Com toda a sinceridade, não nutro pelos
animais domésticos o mesmo “respeito” e “admiração” que sinto pelos animais
selvagens, por questões de origem, proveniência…
Uns, são o resultado do processo
evolutivo: estão cá porque mereceram cá estar, são vencedores, campeões,
enfrentaram os desafios da natureza e resistiram, adaptaram-se, as suas
estratégias de sobrevivência mostraram-se ganhadoras, muitos deles não sabemos
até quando… também por nossa causa.
Os outros… bem, os outros, são o
resultado de negócios vantajosos recíprocos, digamos assim. O homem precisou deles,
serviram as nossas necessidades, mais tarde os nossos caprichos,
por isso, são da nossa responsabilidade, não da responsabilidade da natureza.

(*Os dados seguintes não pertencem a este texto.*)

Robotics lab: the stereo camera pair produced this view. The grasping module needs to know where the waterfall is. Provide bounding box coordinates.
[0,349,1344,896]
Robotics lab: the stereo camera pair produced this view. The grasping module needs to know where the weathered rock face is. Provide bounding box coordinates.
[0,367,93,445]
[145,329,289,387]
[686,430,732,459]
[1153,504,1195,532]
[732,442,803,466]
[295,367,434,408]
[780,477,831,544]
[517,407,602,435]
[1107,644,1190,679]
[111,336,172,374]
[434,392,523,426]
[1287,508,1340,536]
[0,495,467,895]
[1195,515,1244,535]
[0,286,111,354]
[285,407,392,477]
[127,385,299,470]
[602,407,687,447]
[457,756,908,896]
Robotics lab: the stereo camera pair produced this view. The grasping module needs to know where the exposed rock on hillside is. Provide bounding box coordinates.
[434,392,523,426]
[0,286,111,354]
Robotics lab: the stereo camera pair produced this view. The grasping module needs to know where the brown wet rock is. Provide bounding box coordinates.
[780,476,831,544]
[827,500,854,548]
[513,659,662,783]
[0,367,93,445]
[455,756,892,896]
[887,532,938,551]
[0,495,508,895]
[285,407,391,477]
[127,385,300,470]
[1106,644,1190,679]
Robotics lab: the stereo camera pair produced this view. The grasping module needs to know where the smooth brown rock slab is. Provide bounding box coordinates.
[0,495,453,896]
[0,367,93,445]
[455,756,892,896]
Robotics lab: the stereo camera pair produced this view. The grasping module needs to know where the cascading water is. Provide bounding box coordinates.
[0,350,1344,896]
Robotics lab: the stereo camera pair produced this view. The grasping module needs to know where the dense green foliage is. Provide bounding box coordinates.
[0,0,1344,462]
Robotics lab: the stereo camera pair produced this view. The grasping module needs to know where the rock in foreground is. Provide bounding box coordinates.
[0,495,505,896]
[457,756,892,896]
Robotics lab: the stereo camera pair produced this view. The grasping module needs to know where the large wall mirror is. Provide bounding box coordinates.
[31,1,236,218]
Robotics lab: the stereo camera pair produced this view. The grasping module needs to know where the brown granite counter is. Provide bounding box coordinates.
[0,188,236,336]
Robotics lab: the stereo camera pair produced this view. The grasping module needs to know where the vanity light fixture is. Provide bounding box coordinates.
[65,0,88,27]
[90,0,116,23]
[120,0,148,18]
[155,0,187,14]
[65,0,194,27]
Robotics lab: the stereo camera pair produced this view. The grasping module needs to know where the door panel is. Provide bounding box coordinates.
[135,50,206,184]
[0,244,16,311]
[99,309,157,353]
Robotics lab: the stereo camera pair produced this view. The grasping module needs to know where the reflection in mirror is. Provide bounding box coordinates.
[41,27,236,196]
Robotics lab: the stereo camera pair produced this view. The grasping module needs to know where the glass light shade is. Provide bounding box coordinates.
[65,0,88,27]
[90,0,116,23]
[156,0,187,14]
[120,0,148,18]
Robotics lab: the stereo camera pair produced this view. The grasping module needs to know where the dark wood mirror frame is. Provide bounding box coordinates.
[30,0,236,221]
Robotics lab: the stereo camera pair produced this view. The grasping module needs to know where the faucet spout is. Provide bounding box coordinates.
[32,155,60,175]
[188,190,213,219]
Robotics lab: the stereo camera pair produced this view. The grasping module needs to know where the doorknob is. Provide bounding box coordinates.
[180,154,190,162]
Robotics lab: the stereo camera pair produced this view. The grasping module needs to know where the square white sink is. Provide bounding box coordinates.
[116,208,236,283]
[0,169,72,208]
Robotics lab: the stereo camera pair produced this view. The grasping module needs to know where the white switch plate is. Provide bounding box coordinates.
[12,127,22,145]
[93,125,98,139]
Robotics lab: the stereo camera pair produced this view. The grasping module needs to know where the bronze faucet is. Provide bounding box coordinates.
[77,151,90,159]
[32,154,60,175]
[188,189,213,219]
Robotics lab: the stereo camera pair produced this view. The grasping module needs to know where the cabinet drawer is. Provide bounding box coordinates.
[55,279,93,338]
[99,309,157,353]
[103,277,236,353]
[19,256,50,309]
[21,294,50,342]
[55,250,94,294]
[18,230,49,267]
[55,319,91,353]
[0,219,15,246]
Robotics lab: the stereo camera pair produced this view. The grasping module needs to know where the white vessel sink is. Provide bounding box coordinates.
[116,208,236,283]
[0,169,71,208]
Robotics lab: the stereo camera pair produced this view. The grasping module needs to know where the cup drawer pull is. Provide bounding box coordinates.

Mas aqui abro duas excepções:
-
A primeira, para o cavalo. Há 5.500 anos entrou na nossa vida e revolucionou-a
por completo tornando o mundo mais pequeno. Para o bem e para o mal
aproximou-nos uns dos outros, a história ganhou outra dinâmica, ele foi o avião
desses tempos no que respeita a encurtar distâncias, sem ele o nosso percurso teria sido outro.
Há mais de 30.000 anos as suas imagens preencheram as paredes das grutas no tempo do Homem
do Paleolítico, no Sul da Europa, fazendo parte do seu imaginário. As suas
formas esbeltas, harmoniosas, as crinas ondulando ao vento em galopes
libertadores seduziram os nossos antepassados.
É
certo que também o caçavam para a alimentação mas o grau de participação na dieta
dos nossos antepassados não justificava tantas reproduções de que foi alvo
pelos artistas de então o que significa que já por essa época gostávamos mais
de os ver do que de os comer…
-
A segunda excepção é recente, conheci-a agora. É a “Princesa”, actual herdeira
de um lobo que há mais de 40.000 anos escolheu um acampamento humano para
futuro da sua alcateia de tal forma que o percurso de uma linhagem de lobos se fundiu com os humanos numa relação de amor, cumplicidade, companheirismo, em que a cadelinha do 5º andar, que
tive a sorte de conhecer, se dispôs a morrer incapaz de suportar a dor da
saudade da sua amiga inseparável.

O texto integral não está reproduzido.